When Britain Saved the West by Robin Prior

Average User Rating:
  • 1940 was a heck of a year for Great Britain. After declaring war on German in September 1939 the country actually did very little about it. Chamberlain forbad the RAF’s plans to bomb Germany, although they did drop a few leaflets. The armed forces were increasing in size and the British Expeditionary force had deployed to the Franco-Belgian border. The German pocket battleship Graf Spee had been forced to scuttle and that was about it. The author’s contention is that the next year was the most momentous in British history and that it alone saved the West, by which he means the age of enlightenment.

    The account actually starts in May 1940 in the political crisis following the Norway campaign, which is not covered. The replacement of Chamberlain by Churchill and the latter’s subsequent battles with arch appeaser Lord Halifax are well described. The battle for France and the retreat of the BEF to Dunkirk is covered in the next chapter which is an excellent synopsis of a campaign that has been written about in great detail countless times before. The interweaving of the military action with Churchill’s desperate attempts to persuade the French to fight is well executed and the maps are good and plentiful. This naturally leads into the evacuation, which again is another excellent synopsis.

    The author then covers Hitler’s options for the invasion of the UK and the British responses. He produces the evidence that the planning was serious, although the tensions between the Kriegsmarine and the Wehrmacht were never resolved and the fundamental requirement was air superiority. The next three chapters cover the Battle of Britain. Again, this has been covered exhaustively by others in far more detail. The author departs slightly from the straight narrative style of earlier chapters and starts getting into some fairly detailed analysis. While this does not read as easily it does throw up the odd gem - 0.3% of RAF pilots shot down 30% of all the Luftwaffe planes destroyed in the period. He is rightly harsh on the Luftwaffe’s lack of strategic direction, appalling lack of intelligence and technical failures.

    He is also very interesting on the blitz and the development of strategic bombing of civilians to shatter morale and the will to fight. As he notes, other than Guernica and Warsaw this had not been tried before. His comparisons on the effects of the Coventry raids in 1941 with bombing of the East End in 1940 is interesting and thought provoking. The book ends with Churchill’s continued but unsuccessful efforts to entice the United States into the war – a campaign only ended by Hitler’s declaration of war on the US after Pearl Harbour.

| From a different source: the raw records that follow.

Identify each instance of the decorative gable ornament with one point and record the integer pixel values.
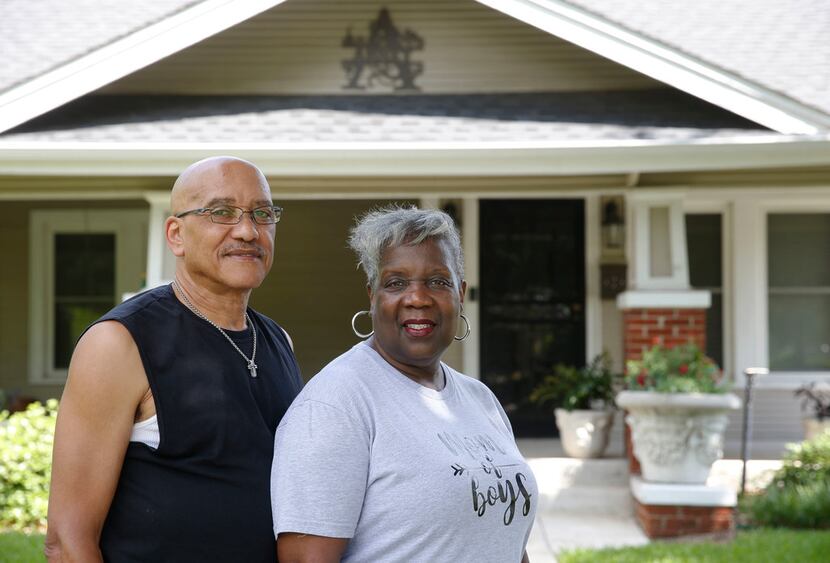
(383, 58)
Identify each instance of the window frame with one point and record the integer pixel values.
(783, 378)
(704, 207)
(128, 226)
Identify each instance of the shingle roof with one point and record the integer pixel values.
(39, 35)
(663, 114)
(783, 45)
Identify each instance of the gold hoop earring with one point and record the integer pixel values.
(359, 334)
(467, 332)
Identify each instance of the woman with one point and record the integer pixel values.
(388, 454)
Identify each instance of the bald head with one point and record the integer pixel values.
(205, 175)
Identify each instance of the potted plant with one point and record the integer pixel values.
(815, 398)
(583, 401)
(677, 403)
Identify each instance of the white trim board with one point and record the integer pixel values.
(416, 159)
(672, 66)
(124, 56)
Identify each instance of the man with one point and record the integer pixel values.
(165, 432)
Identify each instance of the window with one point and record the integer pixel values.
(798, 258)
(81, 264)
(704, 244)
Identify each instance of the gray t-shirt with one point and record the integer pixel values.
(408, 473)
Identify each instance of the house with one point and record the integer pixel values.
(611, 163)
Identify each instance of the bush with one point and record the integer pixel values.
(682, 369)
(799, 494)
(578, 388)
(25, 465)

    Was 1940 the most momentous in the United Kingdom’s history? Does it matter? What this book certainly does show is that to a Briton in June 1940 with no allies, not much of an army left and two defeats in two campaigns the world was a pretty lonely place and the outlook grim. To continue to fight against a regime that controlled Europe from the Vistula to the Atlantic and that had a pact with Russia is not the most obvious decision as the outcome was far from certain.

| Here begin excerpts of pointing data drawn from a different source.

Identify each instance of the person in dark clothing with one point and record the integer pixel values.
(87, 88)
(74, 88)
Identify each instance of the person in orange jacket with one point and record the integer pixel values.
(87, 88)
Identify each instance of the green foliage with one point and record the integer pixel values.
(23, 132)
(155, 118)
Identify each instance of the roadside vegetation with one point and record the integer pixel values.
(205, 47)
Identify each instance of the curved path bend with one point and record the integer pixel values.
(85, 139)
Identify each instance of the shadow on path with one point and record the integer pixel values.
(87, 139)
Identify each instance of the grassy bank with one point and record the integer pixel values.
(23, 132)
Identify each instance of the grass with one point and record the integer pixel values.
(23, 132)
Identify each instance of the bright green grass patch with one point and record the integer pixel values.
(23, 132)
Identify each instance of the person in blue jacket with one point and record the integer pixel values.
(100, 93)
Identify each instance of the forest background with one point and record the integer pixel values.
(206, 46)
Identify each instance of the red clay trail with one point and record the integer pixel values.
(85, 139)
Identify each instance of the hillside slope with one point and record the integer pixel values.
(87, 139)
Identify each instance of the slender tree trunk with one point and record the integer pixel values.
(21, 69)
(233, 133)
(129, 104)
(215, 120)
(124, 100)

    This well written book casts light on an extraordinary period and is well worth reading.

User Comments

To post comments, simply sign up and become a member!
  1. Condottiere
    Interesting review, makes me want to get the book.
    Anything more on the Polish Air Force contribution to the Battle of Britain in it?
    1. Cynical
      Probably nothing that you didn't already know. But that, of course, is one of the challenges of the period.
      That said, the author has gone to original sources, so you may find a nugget of new knowledge.
      Cynical, May 26, 2015
    2. Condottiere
      Condottiere, May 26, 2015
  2. Goatman
    will seek out a copy on the basis of this review ,thanks.

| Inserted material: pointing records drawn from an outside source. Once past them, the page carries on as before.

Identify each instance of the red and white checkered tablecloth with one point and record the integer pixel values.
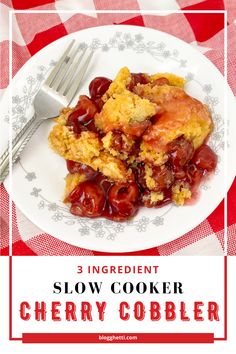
(34, 31)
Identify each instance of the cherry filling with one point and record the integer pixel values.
(98, 196)
(88, 199)
(123, 199)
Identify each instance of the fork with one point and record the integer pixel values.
(57, 91)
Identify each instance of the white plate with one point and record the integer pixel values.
(38, 180)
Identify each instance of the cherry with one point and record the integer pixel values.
(194, 175)
(98, 87)
(103, 182)
(137, 78)
(88, 199)
(180, 152)
(205, 158)
(123, 197)
(76, 167)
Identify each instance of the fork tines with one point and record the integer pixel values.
(69, 72)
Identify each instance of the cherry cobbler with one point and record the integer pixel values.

    Slight eyebrow raised at this?

    The German pocket battleship Graf Spee had been forced to scuttle and that was about it.


    14 Oct 1939

    HMS Royal Oak sunk by U.47 inside Scapa Flow

    The loss of 786 men demonstrated the inadequacy of the defences of the fleet anchorage : ironically the long-awaited blockships arrived the next day.

    1. Cynical
      Fair comment and he does mention it. I really meant British Actions, excluding Norway.

      Shortcoming is in my review. I plead time, space and stupidity.
      Cynical, May 21, 2015
  3. Filthy Fifth
    Does he mention the flattening of Rotterdam as well as Guernica and Warsaw? That above all caused the Dutch to surrender
    1. Cynical
      I think so, although of course all 3 were bombing raids in conjunction with land operations.